If she were a cartoon, you would have seen the little cash registers cha-chinging in her eyes when she read that ticket. That's when the little evil-self sitting on her shoulder told her to "Go ahead! They'll never find out!" And the little good-self on the other shoulder was too busy to intervene, thinking of a new BMW, a second story on the house, a bigger swimming pool...

demonter

 This is a crazy case. She claims to have given her boss the paperwork, but lost the ticket? Now they are paying off the winners...based on the paper work, and not the actual ticket? I was recently a juror on a criminal case and I can tell you that the defense and prosecution have two totally opposing stories; unless it looks as if the clerk really stole the winning ticket a slam-dunk conviction is not guaranteed. Remember-You are assumed INNOCENT until proven guilty. Strange case...

Raven62's avatarRaven62

Except in this forum where she is Guilty until proven Guilty.

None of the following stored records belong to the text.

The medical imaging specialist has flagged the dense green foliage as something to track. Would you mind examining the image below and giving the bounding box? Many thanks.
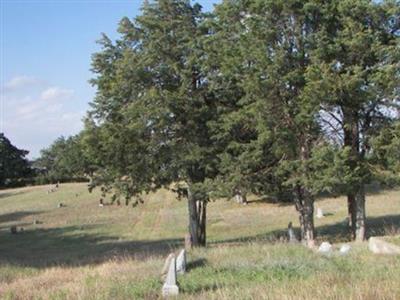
[0,133,31,188]
[79,0,399,241]
[33,135,91,184]
[17,0,400,244]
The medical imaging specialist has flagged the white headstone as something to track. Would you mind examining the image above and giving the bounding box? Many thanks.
[317,207,324,219]
[288,222,298,243]
[162,256,179,298]
[161,253,175,275]
[339,244,351,254]
[368,237,400,254]
[176,249,186,274]
[318,242,332,253]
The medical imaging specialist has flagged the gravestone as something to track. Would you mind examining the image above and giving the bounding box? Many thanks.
[318,242,332,254]
[368,237,400,254]
[317,207,324,219]
[185,233,192,251]
[10,225,17,234]
[176,249,186,274]
[162,256,179,298]
[339,244,351,254]
[288,222,298,243]
[161,253,175,275]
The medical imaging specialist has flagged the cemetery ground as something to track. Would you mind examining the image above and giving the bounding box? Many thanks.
[0,184,400,299]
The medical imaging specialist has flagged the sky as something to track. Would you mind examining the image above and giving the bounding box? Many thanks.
[0,0,220,159]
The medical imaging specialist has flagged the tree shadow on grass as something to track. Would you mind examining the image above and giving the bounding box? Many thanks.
[316,214,400,242]
[0,190,27,199]
[209,214,400,246]
[0,211,44,223]
[0,225,183,268]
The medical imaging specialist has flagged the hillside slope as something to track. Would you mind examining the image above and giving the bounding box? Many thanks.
[0,184,400,299]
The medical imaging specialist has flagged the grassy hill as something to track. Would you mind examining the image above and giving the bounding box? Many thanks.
[0,184,400,299]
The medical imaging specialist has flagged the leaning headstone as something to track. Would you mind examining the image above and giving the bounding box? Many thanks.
[339,244,351,255]
[368,237,400,254]
[317,207,324,219]
[10,225,17,234]
[161,253,175,275]
[176,249,186,274]
[318,242,332,254]
[185,233,193,251]
[162,257,179,298]
[288,222,298,243]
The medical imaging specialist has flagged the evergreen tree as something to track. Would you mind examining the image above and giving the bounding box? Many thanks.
[83,0,216,245]
[307,0,400,240]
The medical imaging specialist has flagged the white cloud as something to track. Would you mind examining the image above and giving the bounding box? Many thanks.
[4,75,40,91]
[0,77,85,158]
[40,86,74,100]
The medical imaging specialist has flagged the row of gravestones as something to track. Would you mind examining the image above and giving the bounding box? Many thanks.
[161,249,186,298]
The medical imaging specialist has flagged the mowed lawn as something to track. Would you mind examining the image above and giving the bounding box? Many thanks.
[0,184,400,299]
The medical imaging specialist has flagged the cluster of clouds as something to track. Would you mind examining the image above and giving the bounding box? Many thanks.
[0,75,85,158]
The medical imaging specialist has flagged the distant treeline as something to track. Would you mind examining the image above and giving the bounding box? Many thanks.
[0,133,89,188]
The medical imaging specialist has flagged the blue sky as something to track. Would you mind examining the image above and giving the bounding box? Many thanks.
[0,0,220,158]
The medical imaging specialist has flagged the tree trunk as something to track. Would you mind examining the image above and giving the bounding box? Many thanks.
[354,185,366,241]
[347,193,356,239]
[343,109,365,239]
[188,186,207,247]
[235,190,247,204]
[294,186,315,248]
[303,195,315,248]
[197,201,207,247]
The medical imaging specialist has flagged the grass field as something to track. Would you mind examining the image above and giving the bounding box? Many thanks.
[0,184,400,299]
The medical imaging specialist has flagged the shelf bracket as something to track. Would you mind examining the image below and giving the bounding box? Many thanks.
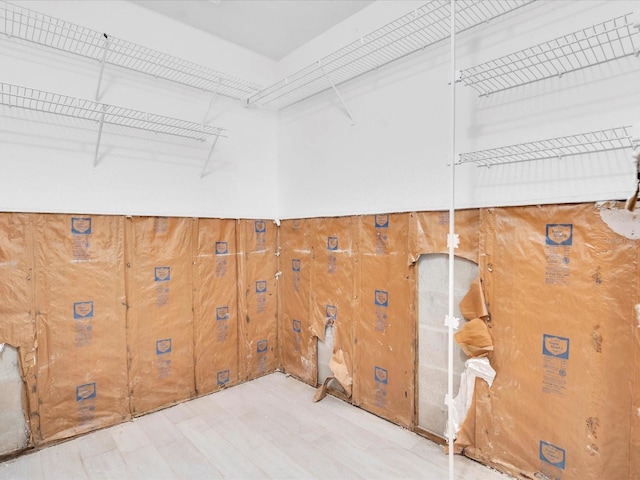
[202,77,222,124]
[95,33,110,102]
[318,65,356,126]
[200,135,220,178]
[93,105,107,168]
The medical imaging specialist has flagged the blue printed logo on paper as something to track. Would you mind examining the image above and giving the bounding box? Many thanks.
[374,290,389,307]
[540,440,566,470]
[256,340,269,353]
[254,220,267,233]
[542,333,569,360]
[76,382,96,402]
[216,306,229,320]
[156,338,171,355]
[373,366,389,385]
[216,242,229,255]
[216,370,230,385]
[153,267,171,282]
[256,280,267,293]
[546,223,573,246]
[73,302,93,318]
[71,217,91,235]
[375,214,389,228]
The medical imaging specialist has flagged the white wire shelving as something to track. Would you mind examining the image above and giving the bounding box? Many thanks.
[247,0,534,109]
[457,125,640,167]
[0,0,261,100]
[461,13,640,96]
[0,83,226,141]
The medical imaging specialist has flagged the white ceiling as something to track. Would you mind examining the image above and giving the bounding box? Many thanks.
[131,0,375,60]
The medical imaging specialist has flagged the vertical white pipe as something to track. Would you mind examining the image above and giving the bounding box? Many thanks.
[95,33,109,102]
[447,0,456,480]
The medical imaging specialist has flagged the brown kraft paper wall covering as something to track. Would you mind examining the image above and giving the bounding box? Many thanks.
[193,219,238,394]
[354,214,416,426]
[279,220,318,387]
[625,249,640,479]
[126,217,196,415]
[236,220,278,381]
[311,217,357,397]
[35,215,129,442]
[466,204,638,480]
[0,213,39,441]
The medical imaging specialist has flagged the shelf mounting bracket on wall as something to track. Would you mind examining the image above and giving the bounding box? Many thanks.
[0,82,226,172]
[318,60,356,126]
[202,78,221,124]
[200,137,220,178]
[95,33,109,102]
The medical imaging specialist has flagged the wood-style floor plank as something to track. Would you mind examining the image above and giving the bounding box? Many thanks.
[0,373,509,480]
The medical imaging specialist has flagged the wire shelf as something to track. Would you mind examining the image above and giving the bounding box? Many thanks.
[247,0,534,109]
[457,126,640,167]
[461,13,640,96]
[0,0,262,100]
[0,83,226,141]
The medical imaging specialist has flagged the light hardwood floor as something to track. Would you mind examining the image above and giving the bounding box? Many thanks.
[0,373,510,480]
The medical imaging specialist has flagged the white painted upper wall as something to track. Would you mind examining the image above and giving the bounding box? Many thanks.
[278,0,640,218]
[0,0,277,218]
[0,0,640,218]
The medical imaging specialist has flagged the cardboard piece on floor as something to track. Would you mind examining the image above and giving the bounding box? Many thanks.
[35,215,129,442]
[126,217,196,415]
[193,219,238,395]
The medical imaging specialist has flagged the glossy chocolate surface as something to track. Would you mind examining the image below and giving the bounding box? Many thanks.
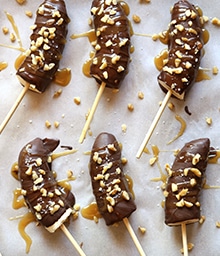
[18,138,75,227]
[165,138,210,225]
[90,133,136,225]
[158,0,203,99]
[17,0,70,93]
[90,0,130,89]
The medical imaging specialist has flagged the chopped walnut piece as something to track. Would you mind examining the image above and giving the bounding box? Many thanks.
[192,154,201,165]
[180,243,194,254]
[167,102,175,110]
[211,17,220,26]
[138,226,146,234]
[45,120,51,128]
[121,157,128,165]
[132,14,141,23]
[212,66,218,75]
[215,221,220,228]
[10,33,16,43]
[138,92,144,100]
[25,11,33,18]
[149,157,157,166]
[73,97,81,105]
[128,103,134,112]
[205,117,212,125]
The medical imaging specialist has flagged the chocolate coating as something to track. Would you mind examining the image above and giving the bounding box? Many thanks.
[17,0,70,93]
[18,138,75,231]
[90,133,136,225]
[165,138,210,225]
[158,0,203,100]
[90,0,130,89]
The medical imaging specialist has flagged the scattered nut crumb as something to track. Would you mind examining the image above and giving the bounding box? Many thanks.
[138,92,144,100]
[10,33,16,43]
[53,89,63,98]
[121,124,127,133]
[180,243,194,254]
[138,226,146,234]
[73,211,79,220]
[167,102,175,110]
[2,27,9,35]
[199,215,206,224]
[54,121,60,128]
[67,170,73,179]
[73,204,80,211]
[149,157,157,166]
[206,117,212,125]
[16,0,26,4]
[211,17,220,26]
[132,14,141,23]
[121,157,128,165]
[203,15,209,23]
[93,216,99,223]
[128,103,134,112]
[88,18,92,26]
[25,11,33,18]
[212,66,218,75]
[151,34,159,41]
[45,120,51,128]
[215,221,220,228]
[73,97,81,105]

Unless she presented the Ticket for Payment it's going to be difficult to prove that she stole it.

 

qutgnt

She was going to turn it in herself or have a friend do it, but when the heat was on and it was obvious she wasnt going to be able to cash it, it magically disappeared.  All the tickets out of the 38 or so they had are accounted for except the winner. They have a photocopy of the ticket. cause that is what they do on floor. Everyone pools money together and then everyone gets copies of the tickets. 

TheGameGrl's avatarTheGameGrl

Deception-guilty. Committing an act of fraud- guilty. Need there be more to this case? Hmmm...This is a case that most prosecutors long for. Open and shut.

demonter

She claims she lost the winning ticket.

She did not cash in the winning ticket.

Who can prove she stole the ticket?

There is no solid proof of a misdeed; a jury must under the rules, assume a defendant is innocent unless the state can prove otherwise. I say she walks.

BaristaExpress's avatarBaristaExpress

Remember-You are assumed INNOCENT until proven guilty.

Come-on get real here. Everyone knows that the Justice system says you are "Innocent" until proven guilty! But we all know that's a LIE! Most people in the United States agree, if for some reason you are accused of wrong doing in our Justice system you are guilty until proven "Innocent". Justice in this country isn't blind (like they say it is), it's "Judgmental" and that alone is what makes you guilty until proven innocent! And that's just sickening beyond belief.

TheGameGrl's avatarTheGameGrl

Riddle me this Demonter- Why would the courts allow this case to be set for trial IF there was NO validity to the allegations or some evidence to present? A person can actually be tried for murder without the weapon or the body. So why cant this women be tried even if the ticket isnt in her possession or ever found?